You'll notice in the second photo the LED strip goes directly to the IR pickup then to the 9-volt connector. There is no connector between the IR sensor and the LED strip. I asked Glowhut to remove that and wire it directly. It cost a couple of bucks more but reduces the wiring length.
To hold the battery in place, I attached a 3/4" L-bracket that I shorted the foot so that it only needs one screw to attach to the ski (#8 3/8" pan head screw). I used cable-ties to fasten the IR sensor to the L-bracket so that it cannot wiggle.
You'll also notice in the second photo that there is a white silicon hold-down strap over the lights near the battery. I added a strap to both ends of the LED light strip just in case the adhesive begins to give up. In all the skiing with my removable LED strips, I've never had the adhesive let loose. (I did loose some rear lights when I omitted the clear tape for helping hold the lights on... magnets were strong enough for the front strips, but one of the rear strips came off. That happened 2x - once last year and this year.) The hold-down straps don't actually cinch down against the LED strip, though. I used #4 (3/8" long) stainless steel screws for attaching the hold down straps.

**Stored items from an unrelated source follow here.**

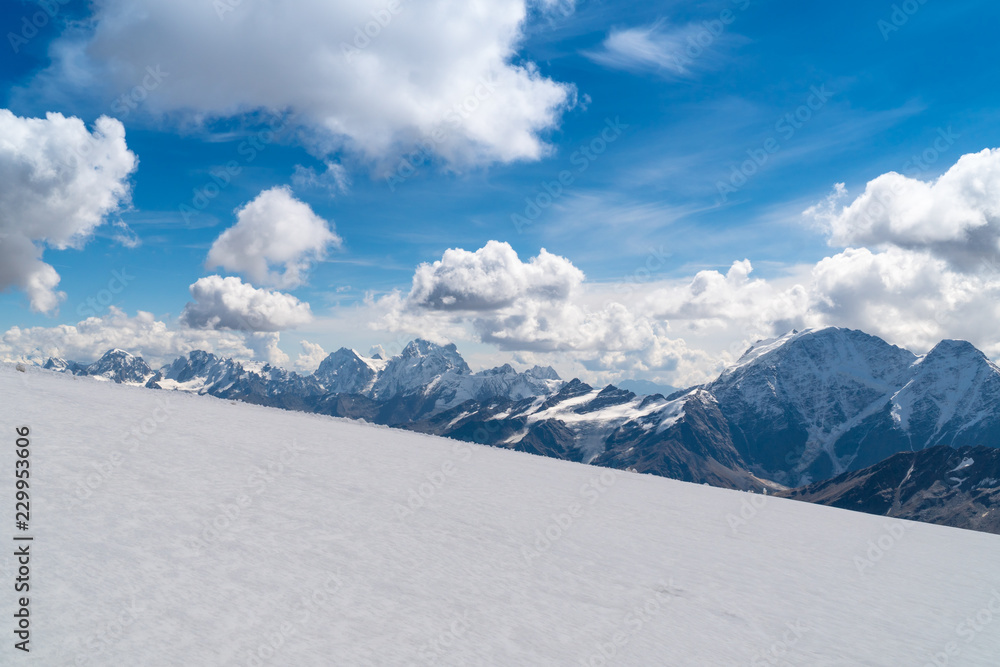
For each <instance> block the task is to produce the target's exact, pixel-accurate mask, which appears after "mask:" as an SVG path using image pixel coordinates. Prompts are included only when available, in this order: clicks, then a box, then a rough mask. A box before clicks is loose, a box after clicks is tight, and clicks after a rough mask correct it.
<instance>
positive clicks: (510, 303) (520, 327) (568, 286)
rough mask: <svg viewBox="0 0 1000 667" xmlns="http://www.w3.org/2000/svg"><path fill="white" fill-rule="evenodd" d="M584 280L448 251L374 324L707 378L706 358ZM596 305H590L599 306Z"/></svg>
mask: <svg viewBox="0 0 1000 667" xmlns="http://www.w3.org/2000/svg"><path fill="white" fill-rule="evenodd" d="M583 284H584V275H583V272H582V271H580V270H579V269H578V268H576V267H575V266H574V265H573V264H572V263H571V262H570V261H569V260H567V259H566V258H564V257H559V256H557V255H552V254H551V253H548V252H546V251H544V250H542V251H540V252H539V254H538V255H537V256H535V257H532V258H530V259H529V260H528V261H526V262H525V261H521V259H520V258H519V257H518V256H517V253H516V252H514V250H513V248H511V247H510V245H508V244H506V243H499V242H497V241H490V242H489V243H487V244H486V246H484V247H483V248H480V249H479V250H477V251H475V252H469V251H466V250H461V249H452V250H448V251H446V252H445V253H444V255H443V256H442V258H441V259H440V260H439V261H436V262H434V263H432V264H422V265H421V266H420V267H418V268H417V270H416V273H415V275H414V278H413V286H412V288H411V290H410V292H409V294H407V295H402V294H398V293H396V294H390V295H388V296H386V297H383V298H382V299H380V300H378V301H377V302H376V303H375V304H374V306H375V307H376V308H377V309H378V310H379V311H380V312H381V318H380V319H379V320H378V326H381V327H384V328H386V329H388V330H391V331H409V332H413V333H419V334H420V335H422V336H424V337H428V336H430V337H433V338H436V339H440V340H446V339H451V340H459V339H463V338H469V337H474V338H475V339H477V340H479V341H481V342H485V343H490V344H492V345H495V346H496V347H497V348H499V349H501V350H504V351H517V352H532V353H540V354H561V353H572V354H573V355H574V356H575V358H576V359H577V360H578V361H580V362H582V363H583V365H584V366H585V367H586V368H589V369H591V370H594V371H611V370H614V371H622V370H628V371H633V372H645V371H672V372H676V373H678V374H679V375H682V376H684V377H687V378H695V379H697V380H701V379H704V378H705V376H704V374H703V373H702V372H701V371H699V370H697V369H696V368H695V366H696V365H700V366H702V367H705V366H708V367H710V366H711V361H710V360H709V359H708V357H707V355H706V354H705V353H703V352H699V351H697V350H691V349H689V348H688V346H687V345H686V343H685V342H684V341H683V340H677V339H674V338H671V337H670V336H669V333H668V330H667V326H666V323H665V322H658V321H655V320H654V319H652V318H650V317H647V316H645V315H643V314H640V313H638V312H637V311H636V310H635V309H632V308H629V307H627V306H626V305H624V304H622V303H618V302H617V301H614V300H605V301H604V302H603V303H600V299H596V300H595V299H594V298H593V297H592V295H588V294H586V293H585V291H584V290H583V289H582V287H583ZM595 301H596V302H595Z"/></svg>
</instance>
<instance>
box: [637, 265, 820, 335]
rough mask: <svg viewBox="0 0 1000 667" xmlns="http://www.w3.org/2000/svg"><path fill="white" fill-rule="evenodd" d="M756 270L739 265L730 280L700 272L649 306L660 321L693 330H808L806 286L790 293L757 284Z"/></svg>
mask: <svg viewBox="0 0 1000 667" xmlns="http://www.w3.org/2000/svg"><path fill="white" fill-rule="evenodd" d="M752 272H753V265H752V264H751V263H750V260H748V259H744V260H742V261H739V262H734V263H733V265H732V267H731V268H730V269H729V271H727V272H726V273H725V274H722V273H720V272H719V271H700V272H698V273H697V274H696V275H695V276H694V278H693V279H691V280H690V281H689V282H687V283H685V284H682V285H680V286H677V287H673V288H670V289H661V290H658V291H655V292H654V293H652V294H651V295H650V296H649V297H648V299H647V304H648V307H649V308H650V310H651V311H652V312H653V313H654V314H655V315H656V316H657V317H658V318H664V319H668V320H678V321H683V322H685V324H686V326H687V327H688V328H689V329H692V330H698V329H703V328H707V327H712V326H721V327H726V326H729V325H731V324H732V323H734V322H737V323H740V324H742V325H743V326H748V325H753V326H757V327H760V326H766V327H767V328H768V329H769V332H770V331H773V330H774V329H777V330H781V331H787V330H790V329H793V328H795V327H797V326H801V325H802V316H803V314H804V313H805V311H806V310H807V308H808V305H809V294H808V291H807V289H806V288H805V287H803V286H802V285H793V286H791V287H789V288H787V289H781V288H779V287H776V286H775V285H773V284H772V283H769V282H768V281H766V280H761V279H751V278H750V274H751V273H752Z"/></svg>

I drilled a 1/16" pilot hole all the way through the tip and tail of the ski since those regions don't affect performance. For the middle hold-down straps, I was careful not to drill through the bottom of the ski and not to tighten the screws too much because they'd also poke through the bottom of the ski. That wouldn't be the end of the world as long as I first drilled a clean hole. You don't want a screw to create a bulge on the bottom of our ski.
Care needs to be taken with the IR sensor when moving/storing your ski since it sticks up and is permanently attached. Furthermore, be gentle with the 9-volt connector in the cold. The wires can become more susceptible to breaking due to fatigue in the cold.